I will usually follow the strength programming a few days per week and the fat loss programming on the other days.  I don’t really obsess over my numbers anymore, I just focus on getting a little bit better each day and really listen to how my body is feeling on that particular day.  Deadlifts are a movement I still push myself pretty hard on, while everything else I tend to focus on the reps the majority of the time. I have found that the planned, less frequent strength days has been much better on my body and lifts.

My mentality at the gym is “attack your weaknesses”. I try to really get-after-it on the parts of the workouts I hate the most, that’s how they become your strengths.  Make every rep count, no cutting corners.  Repetition makes master.

I do yoga twice a week to increase my mobility, and keep all of my old injuries away, and I’m learning to really embrace rest days (and actually sit still for a little while) to let my body recover and improve.

Nutrition Adjustments

The old adage, “the kitchen is where abs are made” is completely true! I am not a nutritionist but when it comes to diet I firmly believe there’s no universal, “one-size-fits-all nutrition plan.” I’m not afraid to tweak and refine my diet to figure out my optimal nutrition that allows me to trim down body fat and have an abundance of energy to bring to my workouts.

I try to think of my body as a machine and give it the right fuel. For me that’s proven to be a rather strict Paleo diet.  Meat, fish, lots of veggies, and nuts. I eliminated processed foods, gluten and grains from diet; and I drastically cut down my sugar intake (including fruit). When I drink, I stick to vodka sodas. Eating square meals has also shown to work better for me then grazing all day. I never count calories, ever. I just focus on eating clean.

Frankly, I don’t have the willpower to eat just one cookie. If I open the bag of Oreo’s, I’m eating the bag of Oreo’s.

What’s effective for me is to be very disciplined and strict on what I eat on a daily basis, and then have a real doozie of a Rewards Day every couple of weeks (formerly known as cheat day). I will eat Froyo just about until I puke, destroy a pan of brownies, inhale some french fries, drink a Moscow mule (or 4), you get the idea. Life’s short, you gotta enjoy the ride!

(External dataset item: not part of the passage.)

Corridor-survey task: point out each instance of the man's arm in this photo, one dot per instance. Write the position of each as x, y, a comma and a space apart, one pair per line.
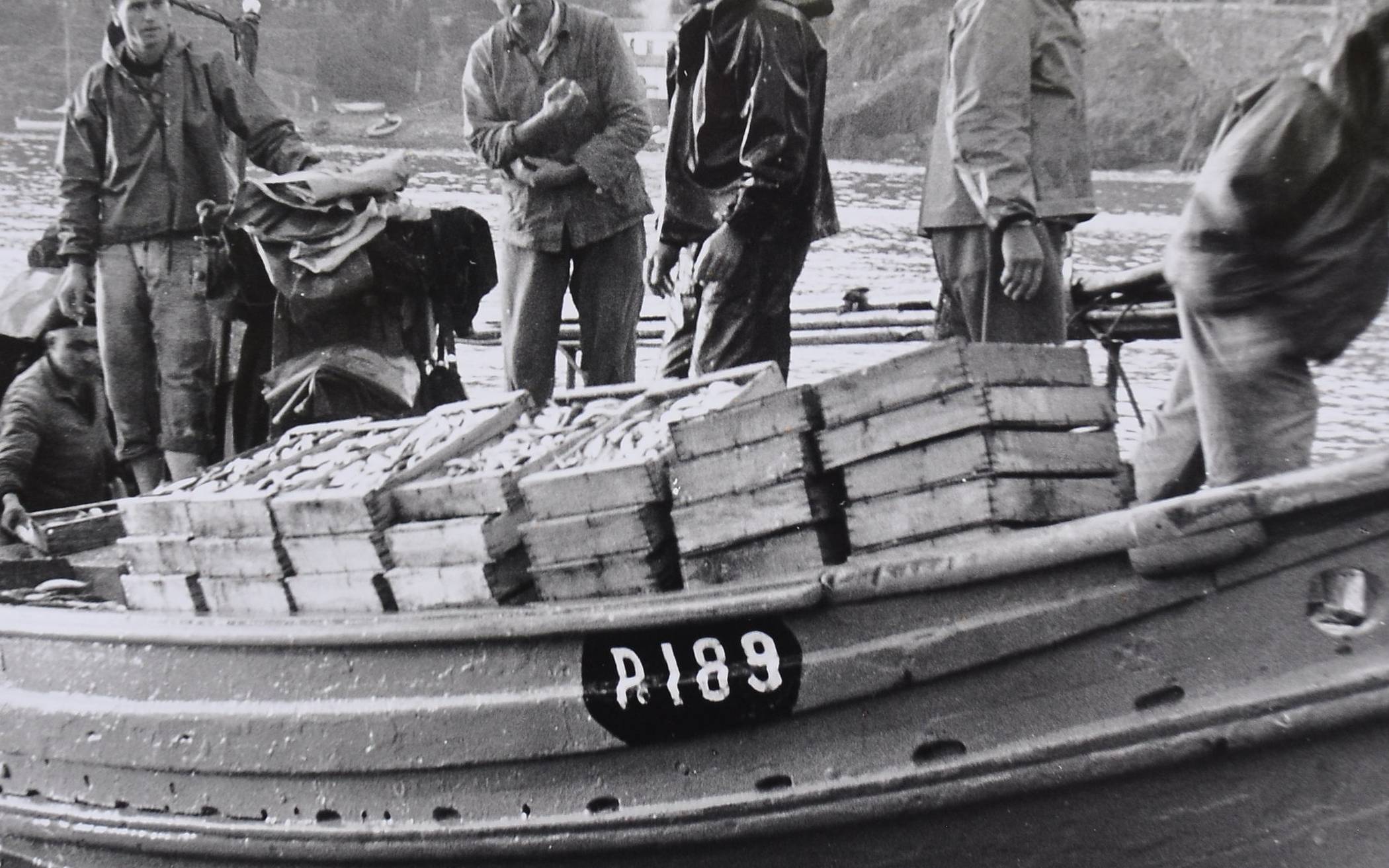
627, 127
991, 108
271, 139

Finally, what I’ve discovered is the real secret to body re-composition and performance gains is that there ain’t no shortcuts for sustainable results. Just as anything in​ life, lofty goals take discipline, drive, consistency, patience and hard work.

A mediocre level of commitment yields mediocre results.

We are all privileged at P360 to have extremely talented and knowledgeable trainers who genuinely want to help us become the best versions of ourselves. We get to be surrounded by a community of such inspiring people every day at the gym and in my mind, there’s absolutely no better place to start really getting after your performance and physique goals than “that gym down in Mission Beach.”

If, like me, you have found yourself stuck in the “little-extra-fluff” zone, I hope some of these tweaks may help you see some pretty cool transformations! I know you can do it!

Kristi Miller is a member of Performance360 in Mission Beach, San Diego.